Monday, August 30, 2010

Organic versus "deep" organic

<idle musing>
I just got a copy of The Winter Harvest Handbook from the library last week. Because of the garden, I didn't have time to read it until this weekend. In it, Eliot Coleman makes a very interesting distinction between the types of organic food available. He labels one "industrial organic" and the other "deep-organic."

So, what's the difference? Basically, a mindset. Industrial organic still sees nature as an enemy to be overcome. So, they use pesticides and augments and fertilizers—all "organic" of course. But, it is the same mindset that produces the industrial schlock we call food.
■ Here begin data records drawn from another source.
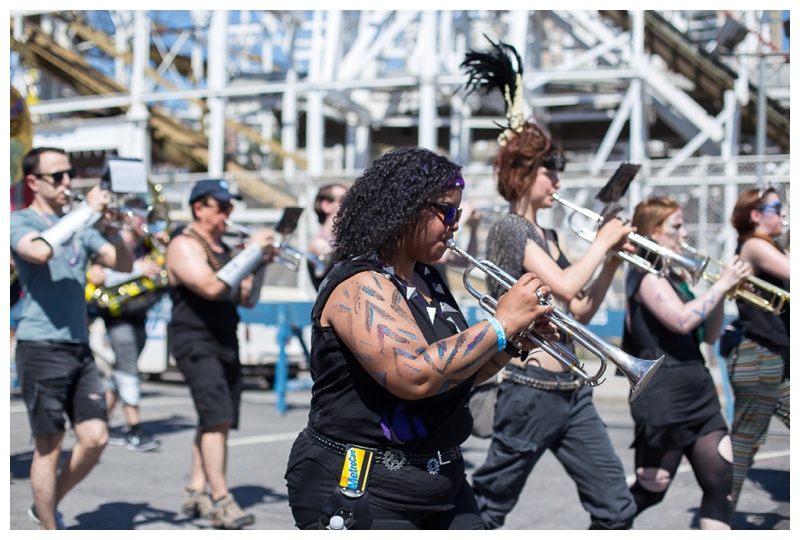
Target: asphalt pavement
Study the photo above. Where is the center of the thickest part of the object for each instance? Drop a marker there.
(130, 490)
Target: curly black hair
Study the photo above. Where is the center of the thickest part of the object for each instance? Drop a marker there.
(388, 199)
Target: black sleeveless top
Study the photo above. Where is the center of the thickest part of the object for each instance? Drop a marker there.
(682, 391)
(766, 329)
(349, 405)
(201, 326)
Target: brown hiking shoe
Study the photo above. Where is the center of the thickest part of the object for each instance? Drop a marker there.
(228, 515)
(197, 503)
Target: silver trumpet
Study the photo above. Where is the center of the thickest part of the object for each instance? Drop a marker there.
(287, 256)
(664, 257)
(636, 370)
(764, 295)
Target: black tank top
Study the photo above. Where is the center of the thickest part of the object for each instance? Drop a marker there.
(349, 405)
(766, 329)
(200, 326)
(682, 390)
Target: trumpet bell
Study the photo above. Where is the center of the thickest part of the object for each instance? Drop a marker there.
(636, 370)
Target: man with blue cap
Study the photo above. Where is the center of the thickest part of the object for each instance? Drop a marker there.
(207, 284)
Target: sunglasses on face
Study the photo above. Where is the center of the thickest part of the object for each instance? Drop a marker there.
(555, 162)
(773, 208)
(221, 207)
(450, 213)
(58, 176)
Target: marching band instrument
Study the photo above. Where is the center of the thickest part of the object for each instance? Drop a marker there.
(287, 256)
(636, 370)
(664, 256)
(777, 296)
(154, 225)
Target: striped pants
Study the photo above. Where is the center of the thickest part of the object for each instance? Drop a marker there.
(756, 375)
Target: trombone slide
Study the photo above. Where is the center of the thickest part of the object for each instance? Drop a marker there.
(287, 256)
(695, 267)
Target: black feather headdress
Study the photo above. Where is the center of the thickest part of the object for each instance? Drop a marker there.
(500, 68)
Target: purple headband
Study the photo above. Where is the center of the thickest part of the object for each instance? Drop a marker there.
(456, 181)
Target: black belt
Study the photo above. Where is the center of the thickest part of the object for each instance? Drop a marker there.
(391, 458)
(541, 384)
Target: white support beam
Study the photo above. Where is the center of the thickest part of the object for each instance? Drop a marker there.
(217, 79)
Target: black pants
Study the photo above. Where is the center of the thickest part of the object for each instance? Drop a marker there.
(529, 421)
(310, 485)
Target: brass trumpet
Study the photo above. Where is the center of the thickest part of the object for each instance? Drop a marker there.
(287, 256)
(777, 296)
(664, 256)
(636, 370)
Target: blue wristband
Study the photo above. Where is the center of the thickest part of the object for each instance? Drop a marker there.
(501, 333)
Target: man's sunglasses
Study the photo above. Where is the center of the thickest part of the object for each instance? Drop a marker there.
(58, 176)
(555, 162)
(450, 213)
(221, 207)
(773, 207)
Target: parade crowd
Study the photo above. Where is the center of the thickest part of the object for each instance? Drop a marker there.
(393, 360)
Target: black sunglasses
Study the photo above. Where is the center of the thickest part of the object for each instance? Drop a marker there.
(450, 213)
(58, 176)
(774, 207)
(555, 162)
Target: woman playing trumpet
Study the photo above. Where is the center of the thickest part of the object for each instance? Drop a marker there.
(393, 359)
(758, 366)
(678, 413)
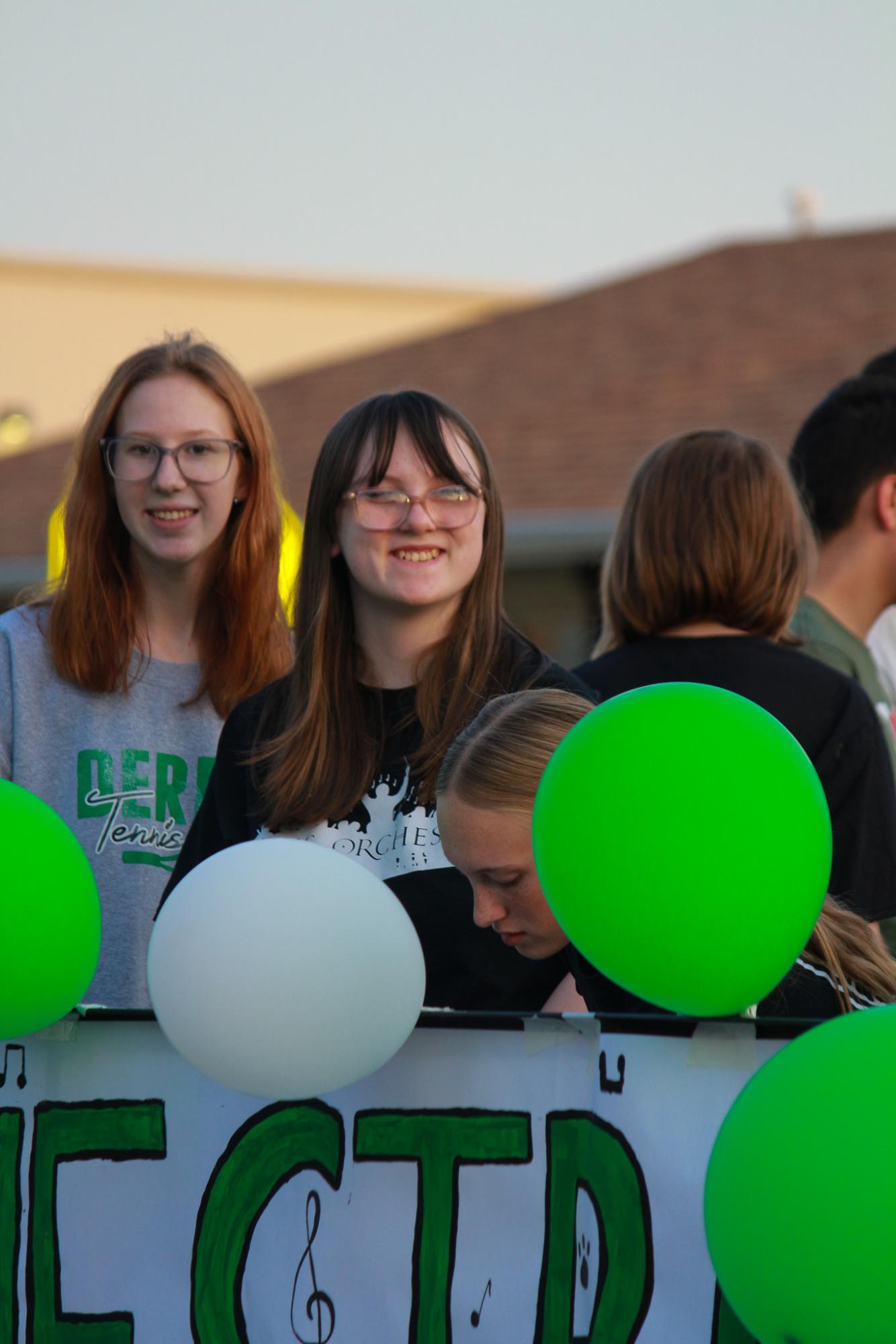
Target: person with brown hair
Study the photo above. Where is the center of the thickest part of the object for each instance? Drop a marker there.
(401, 637)
(701, 582)
(487, 791)
(114, 687)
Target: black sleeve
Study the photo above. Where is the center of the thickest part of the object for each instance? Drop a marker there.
(600, 992)
(858, 777)
(228, 812)
(557, 678)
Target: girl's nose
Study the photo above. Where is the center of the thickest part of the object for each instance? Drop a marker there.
(487, 907)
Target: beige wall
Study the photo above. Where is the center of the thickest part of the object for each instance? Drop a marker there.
(64, 327)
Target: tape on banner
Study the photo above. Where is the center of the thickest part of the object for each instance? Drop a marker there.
(62, 1030)
(723, 1044)
(543, 1032)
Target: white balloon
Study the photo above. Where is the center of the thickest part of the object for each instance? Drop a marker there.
(284, 969)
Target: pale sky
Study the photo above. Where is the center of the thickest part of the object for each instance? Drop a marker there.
(515, 142)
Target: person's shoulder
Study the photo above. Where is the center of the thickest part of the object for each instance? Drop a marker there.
(529, 667)
(259, 714)
(25, 624)
(605, 668)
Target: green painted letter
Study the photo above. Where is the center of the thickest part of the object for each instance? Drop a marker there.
(439, 1143)
(11, 1136)
(66, 1132)
(264, 1155)
(586, 1151)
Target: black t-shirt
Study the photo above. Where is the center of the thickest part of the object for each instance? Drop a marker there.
(807, 991)
(397, 838)
(830, 715)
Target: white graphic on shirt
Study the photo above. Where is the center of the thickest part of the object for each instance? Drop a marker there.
(389, 832)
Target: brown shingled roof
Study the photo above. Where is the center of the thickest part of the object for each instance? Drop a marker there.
(569, 394)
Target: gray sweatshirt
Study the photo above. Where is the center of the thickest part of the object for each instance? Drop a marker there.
(126, 772)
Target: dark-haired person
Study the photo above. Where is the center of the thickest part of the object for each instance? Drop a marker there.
(701, 582)
(882, 637)
(401, 637)
(844, 461)
(114, 690)
(486, 796)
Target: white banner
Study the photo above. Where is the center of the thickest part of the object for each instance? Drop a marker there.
(490, 1185)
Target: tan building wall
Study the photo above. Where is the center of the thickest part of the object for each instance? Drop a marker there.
(65, 326)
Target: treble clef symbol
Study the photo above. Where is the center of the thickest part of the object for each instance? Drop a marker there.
(318, 1300)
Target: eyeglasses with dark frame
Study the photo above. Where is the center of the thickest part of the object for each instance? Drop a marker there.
(447, 506)
(202, 461)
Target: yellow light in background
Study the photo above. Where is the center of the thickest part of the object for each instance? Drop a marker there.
(291, 550)
(15, 432)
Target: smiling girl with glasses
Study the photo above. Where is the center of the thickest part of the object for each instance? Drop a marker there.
(114, 688)
(401, 637)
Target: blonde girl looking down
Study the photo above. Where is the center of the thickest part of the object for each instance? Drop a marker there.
(486, 796)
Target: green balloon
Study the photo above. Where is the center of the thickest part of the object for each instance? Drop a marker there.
(683, 842)
(49, 915)
(800, 1203)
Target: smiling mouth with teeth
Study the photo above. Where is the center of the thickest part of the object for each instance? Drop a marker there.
(418, 555)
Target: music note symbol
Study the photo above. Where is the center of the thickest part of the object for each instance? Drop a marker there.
(21, 1077)
(478, 1316)
(316, 1298)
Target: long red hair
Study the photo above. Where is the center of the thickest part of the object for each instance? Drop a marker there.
(96, 615)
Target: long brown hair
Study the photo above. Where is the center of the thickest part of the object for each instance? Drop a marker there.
(711, 530)
(498, 762)
(319, 749)
(96, 615)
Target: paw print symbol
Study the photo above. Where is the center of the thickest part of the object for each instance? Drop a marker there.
(585, 1251)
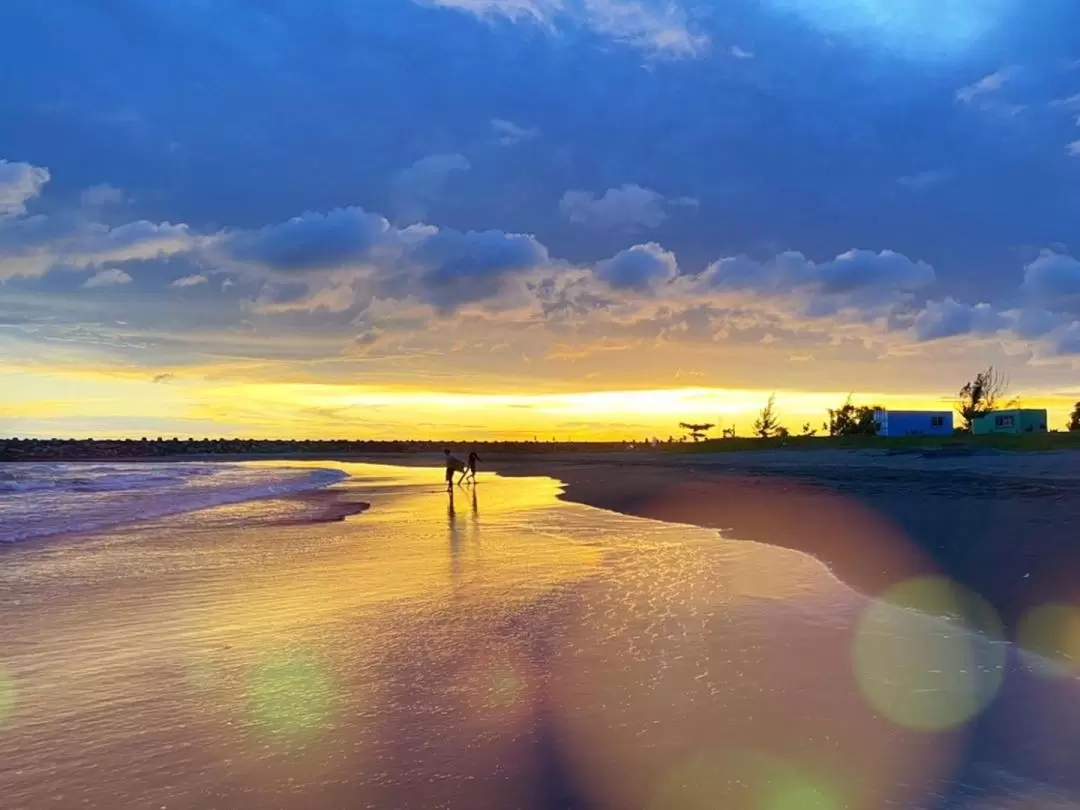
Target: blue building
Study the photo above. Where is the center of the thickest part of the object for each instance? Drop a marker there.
(914, 422)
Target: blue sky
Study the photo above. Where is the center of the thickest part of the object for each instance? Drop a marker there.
(539, 192)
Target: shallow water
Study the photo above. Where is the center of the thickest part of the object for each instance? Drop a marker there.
(499, 649)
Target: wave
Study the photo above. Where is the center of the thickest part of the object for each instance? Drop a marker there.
(49, 499)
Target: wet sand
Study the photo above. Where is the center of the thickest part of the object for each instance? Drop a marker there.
(503, 649)
(1006, 525)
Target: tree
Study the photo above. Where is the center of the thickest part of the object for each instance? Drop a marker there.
(697, 431)
(851, 420)
(981, 395)
(767, 423)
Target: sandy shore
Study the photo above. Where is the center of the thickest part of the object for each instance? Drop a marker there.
(1003, 525)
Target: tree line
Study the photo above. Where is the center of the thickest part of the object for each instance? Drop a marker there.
(987, 391)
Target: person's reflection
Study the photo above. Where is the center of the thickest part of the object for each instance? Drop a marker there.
(455, 538)
(475, 516)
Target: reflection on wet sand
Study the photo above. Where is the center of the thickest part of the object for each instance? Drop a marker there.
(549, 656)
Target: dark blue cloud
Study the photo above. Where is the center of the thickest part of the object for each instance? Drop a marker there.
(844, 129)
(309, 242)
(638, 267)
(460, 267)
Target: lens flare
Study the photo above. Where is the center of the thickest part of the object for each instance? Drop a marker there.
(920, 29)
(292, 696)
(1052, 632)
(742, 782)
(929, 653)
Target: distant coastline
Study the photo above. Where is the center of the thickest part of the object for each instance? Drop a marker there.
(134, 449)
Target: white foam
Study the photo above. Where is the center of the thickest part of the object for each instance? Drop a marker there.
(44, 499)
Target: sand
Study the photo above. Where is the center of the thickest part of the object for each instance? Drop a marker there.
(500, 649)
(1004, 525)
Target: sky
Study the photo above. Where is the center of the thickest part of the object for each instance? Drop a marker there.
(516, 218)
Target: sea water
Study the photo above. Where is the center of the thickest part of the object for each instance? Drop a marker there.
(488, 647)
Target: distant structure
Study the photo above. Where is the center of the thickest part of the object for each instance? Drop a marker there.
(892, 423)
(1011, 420)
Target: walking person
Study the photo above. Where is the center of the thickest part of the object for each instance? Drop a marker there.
(453, 464)
(473, 458)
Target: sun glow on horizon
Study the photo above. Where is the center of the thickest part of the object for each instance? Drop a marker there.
(46, 405)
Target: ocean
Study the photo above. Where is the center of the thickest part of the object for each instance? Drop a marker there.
(203, 635)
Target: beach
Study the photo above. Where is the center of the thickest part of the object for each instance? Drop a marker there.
(353, 635)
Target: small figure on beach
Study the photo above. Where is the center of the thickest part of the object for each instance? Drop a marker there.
(473, 458)
(453, 464)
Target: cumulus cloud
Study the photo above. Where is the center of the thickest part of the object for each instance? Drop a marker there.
(456, 267)
(922, 179)
(34, 245)
(310, 242)
(659, 28)
(19, 183)
(639, 267)
(861, 280)
(985, 86)
(510, 134)
(95, 197)
(1053, 281)
(417, 188)
(108, 278)
(189, 281)
(949, 319)
(626, 206)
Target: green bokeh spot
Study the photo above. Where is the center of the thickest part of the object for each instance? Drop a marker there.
(292, 696)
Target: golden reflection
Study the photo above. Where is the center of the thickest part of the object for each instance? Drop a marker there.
(700, 645)
(7, 697)
(929, 653)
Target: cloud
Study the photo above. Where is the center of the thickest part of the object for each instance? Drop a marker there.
(658, 28)
(626, 206)
(535, 11)
(456, 267)
(922, 179)
(189, 281)
(31, 246)
(858, 278)
(108, 278)
(1053, 281)
(639, 267)
(510, 134)
(417, 188)
(311, 242)
(96, 197)
(19, 183)
(949, 319)
(985, 86)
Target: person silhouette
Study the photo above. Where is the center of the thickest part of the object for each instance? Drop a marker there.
(453, 464)
(473, 458)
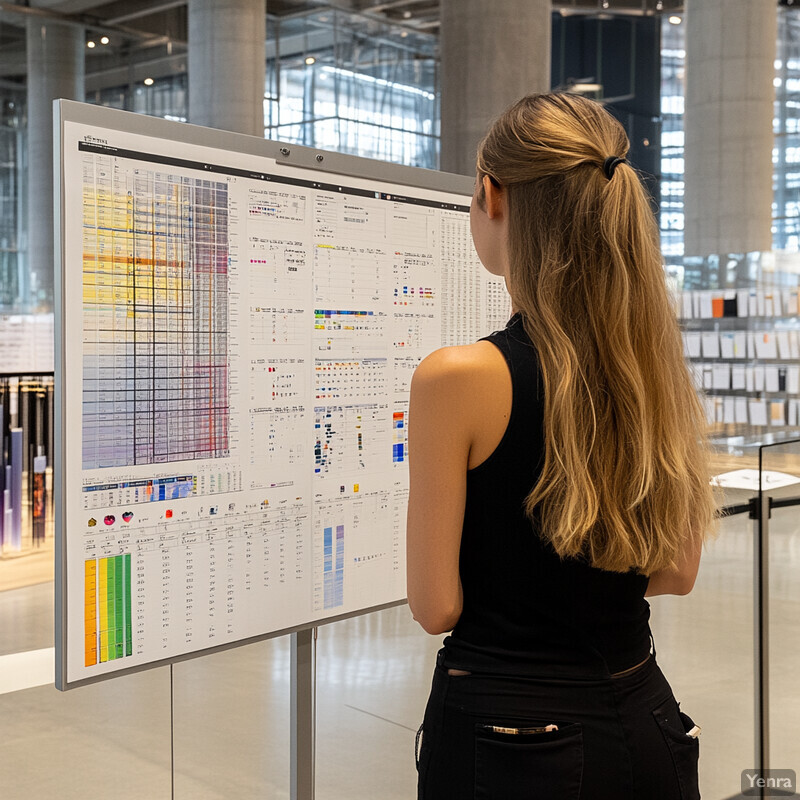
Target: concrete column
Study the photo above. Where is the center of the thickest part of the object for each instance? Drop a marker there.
(55, 57)
(730, 54)
(492, 53)
(227, 64)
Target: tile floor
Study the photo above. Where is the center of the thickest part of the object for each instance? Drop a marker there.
(231, 710)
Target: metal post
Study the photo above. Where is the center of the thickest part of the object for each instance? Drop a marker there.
(761, 633)
(302, 715)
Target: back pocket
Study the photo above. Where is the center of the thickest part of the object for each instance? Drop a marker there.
(530, 764)
(685, 749)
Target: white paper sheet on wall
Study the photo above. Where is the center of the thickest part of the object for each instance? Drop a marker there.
(771, 379)
(710, 344)
(742, 302)
(737, 377)
(758, 412)
(766, 345)
(793, 380)
(741, 410)
(721, 376)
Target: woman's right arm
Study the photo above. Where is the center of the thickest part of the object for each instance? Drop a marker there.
(680, 580)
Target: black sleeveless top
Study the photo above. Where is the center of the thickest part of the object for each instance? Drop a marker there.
(527, 612)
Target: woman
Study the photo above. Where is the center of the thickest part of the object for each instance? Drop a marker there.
(559, 475)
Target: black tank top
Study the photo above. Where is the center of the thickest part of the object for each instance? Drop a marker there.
(527, 612)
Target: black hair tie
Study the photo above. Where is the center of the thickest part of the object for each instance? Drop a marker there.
(610, 164)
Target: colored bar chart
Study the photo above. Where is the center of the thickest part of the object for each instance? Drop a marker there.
(333, 567)
(399, 437)
(108, 617)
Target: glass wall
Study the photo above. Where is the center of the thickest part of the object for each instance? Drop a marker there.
(673, 76)
(355, 86)
(13, 155)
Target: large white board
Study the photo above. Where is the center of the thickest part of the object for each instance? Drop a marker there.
(237, 339)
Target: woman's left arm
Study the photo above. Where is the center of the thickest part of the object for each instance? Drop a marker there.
(439, 439)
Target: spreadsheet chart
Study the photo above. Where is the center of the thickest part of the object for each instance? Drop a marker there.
(239, 338)
(155, 338)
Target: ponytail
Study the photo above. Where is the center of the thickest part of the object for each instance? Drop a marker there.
(625, 476)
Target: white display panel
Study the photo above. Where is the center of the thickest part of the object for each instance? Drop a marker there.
(238, 339)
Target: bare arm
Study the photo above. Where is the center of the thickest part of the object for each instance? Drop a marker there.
(680, 581)
(460, 404)
(438, 455)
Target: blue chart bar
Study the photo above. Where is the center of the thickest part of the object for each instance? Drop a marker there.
(333, 572)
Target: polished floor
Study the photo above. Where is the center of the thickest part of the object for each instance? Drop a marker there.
(230, 711)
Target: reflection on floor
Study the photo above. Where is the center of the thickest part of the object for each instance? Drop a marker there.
(231, 710)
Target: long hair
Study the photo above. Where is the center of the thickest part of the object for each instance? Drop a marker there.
(625, 476)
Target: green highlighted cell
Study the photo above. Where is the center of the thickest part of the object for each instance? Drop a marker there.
(110, 593)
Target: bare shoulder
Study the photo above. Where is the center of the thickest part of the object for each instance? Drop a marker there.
(462, 366)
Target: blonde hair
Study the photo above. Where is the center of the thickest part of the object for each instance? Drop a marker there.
(625, 478)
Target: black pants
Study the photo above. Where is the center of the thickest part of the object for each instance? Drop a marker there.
(618, 738)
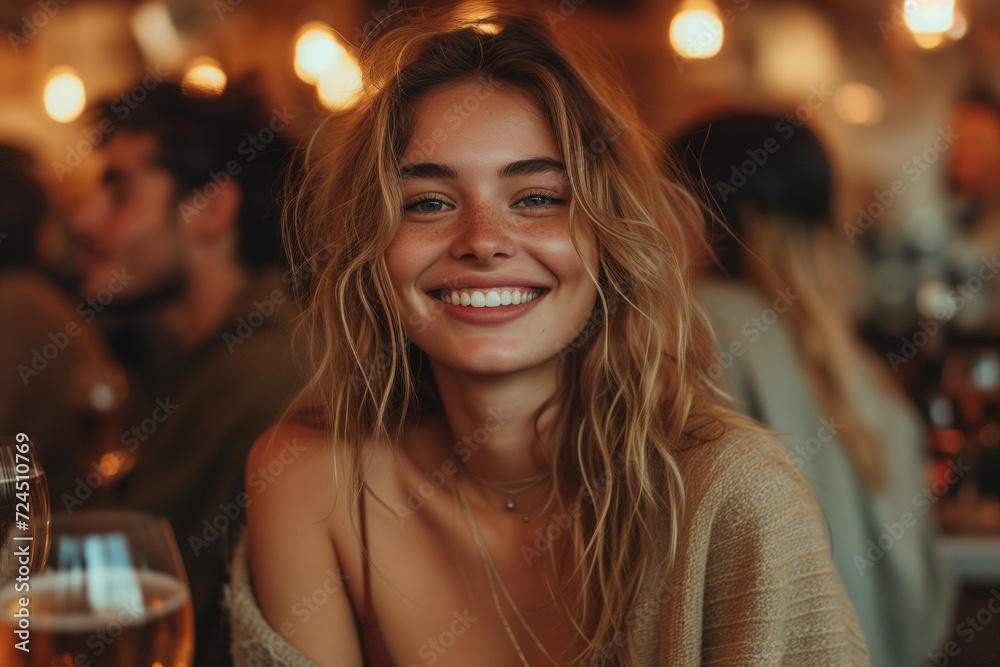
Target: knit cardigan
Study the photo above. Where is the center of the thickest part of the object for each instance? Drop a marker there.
(753, 582)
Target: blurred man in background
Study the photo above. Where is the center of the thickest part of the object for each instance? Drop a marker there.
(181, 259)
(58, 380)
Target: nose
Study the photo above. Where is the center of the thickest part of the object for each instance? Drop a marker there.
(483, 234)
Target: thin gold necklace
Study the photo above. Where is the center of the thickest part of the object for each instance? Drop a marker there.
(512, 488)
(491, 574)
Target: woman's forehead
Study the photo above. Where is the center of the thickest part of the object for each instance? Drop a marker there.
(476, 121)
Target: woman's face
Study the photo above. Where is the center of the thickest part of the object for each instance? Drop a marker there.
(487, 278)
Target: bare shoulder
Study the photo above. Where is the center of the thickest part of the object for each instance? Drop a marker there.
(294, 505)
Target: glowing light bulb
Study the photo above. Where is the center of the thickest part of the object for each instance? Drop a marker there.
(317, 51)
(929, 16)
(696, 30)
(204, 78)
(64, 95)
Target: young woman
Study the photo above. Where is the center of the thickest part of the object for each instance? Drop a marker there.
(508, 454)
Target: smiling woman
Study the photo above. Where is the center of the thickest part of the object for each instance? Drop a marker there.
(512, 451)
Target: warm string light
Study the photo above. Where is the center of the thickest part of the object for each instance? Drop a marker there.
(696, 29)
(321, 59)
(64, 95)
(204, 78)
(934, 22)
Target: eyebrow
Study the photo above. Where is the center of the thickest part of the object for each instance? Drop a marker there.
(527, 167)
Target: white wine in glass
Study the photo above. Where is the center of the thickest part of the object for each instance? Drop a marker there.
(24, 510)
(114, 594)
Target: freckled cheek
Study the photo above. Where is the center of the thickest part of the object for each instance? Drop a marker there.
(407, 257)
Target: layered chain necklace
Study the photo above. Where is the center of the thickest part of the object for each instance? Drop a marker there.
(512, 488)
(493, 575)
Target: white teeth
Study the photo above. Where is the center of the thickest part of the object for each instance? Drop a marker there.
(489, 298)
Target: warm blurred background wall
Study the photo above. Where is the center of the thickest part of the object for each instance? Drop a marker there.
(857, 70)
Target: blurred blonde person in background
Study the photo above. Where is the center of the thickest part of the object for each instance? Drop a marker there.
(790, 358)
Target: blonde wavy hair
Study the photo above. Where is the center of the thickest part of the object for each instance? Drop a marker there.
(633, 388)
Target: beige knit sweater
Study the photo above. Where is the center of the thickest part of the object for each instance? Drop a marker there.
(754, 583)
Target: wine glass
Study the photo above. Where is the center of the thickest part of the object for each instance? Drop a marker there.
(114, 593)
(24, 509)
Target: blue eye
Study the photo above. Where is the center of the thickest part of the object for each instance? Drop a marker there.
(539, 201)
(427, 205)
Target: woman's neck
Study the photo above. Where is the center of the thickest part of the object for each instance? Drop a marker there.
(492, 420)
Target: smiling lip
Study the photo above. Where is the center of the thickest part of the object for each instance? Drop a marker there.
(486, 306)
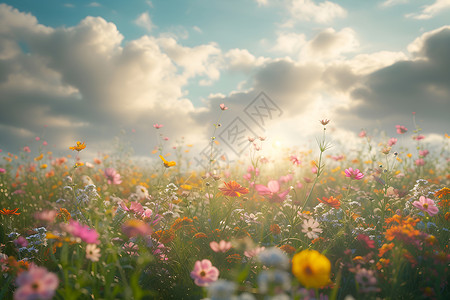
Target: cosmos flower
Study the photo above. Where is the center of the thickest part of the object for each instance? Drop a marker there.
(427, 205)
(311, 268)
(233, 189)
(36, 283)
(204, 273)
(78, 147)
(353, 174)
(112, 176)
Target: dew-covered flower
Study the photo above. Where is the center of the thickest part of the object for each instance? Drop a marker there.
(36, 283)
(427, 205)
(311, 228)
(204, 273)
The agricultural/industrial complex has no problem with it; they speak the same language, just different dialects. The industrial organic market can still be sold on the need for chemicals.

Deep-organic sees nature as an ally; all we are doing is cooperating. If there are pests, it is because the plant is missing some necessary nutrient; we need to find out what. Basically, we need to take time to listen, observe, and respond. That kind of thinking can't be marketed to, so it is a challenge to the agricultural industry.

Personally, I find the deep-organic view to be more scriptural. Oh, I know lots who hold to it are "tree-huggers" and nature worshipers, or some such (now that I think of it, I've been called a tree-hugger on more than one occasion). But, the source doesn't negate the insight. We are called to be stewards of creation; pouring pesticides—even organic ones—all over isn't being a good steward. It is just exploiting the land and upsetting the balance of nature that God put in place.

Sure, I know about the Fall and that it has an effect. But, for thousands of years, agriculture managed to survive without pesticides. Maybe we should re-examine our theology to make sure we haven't bought the industrial marketing lie that we need to pollute our life to make it livable...

Ask yourself, does a fish know it's wet? Do we know the degree to which the ultra-intensive commercialization of our life has influenced our decisions and outlook?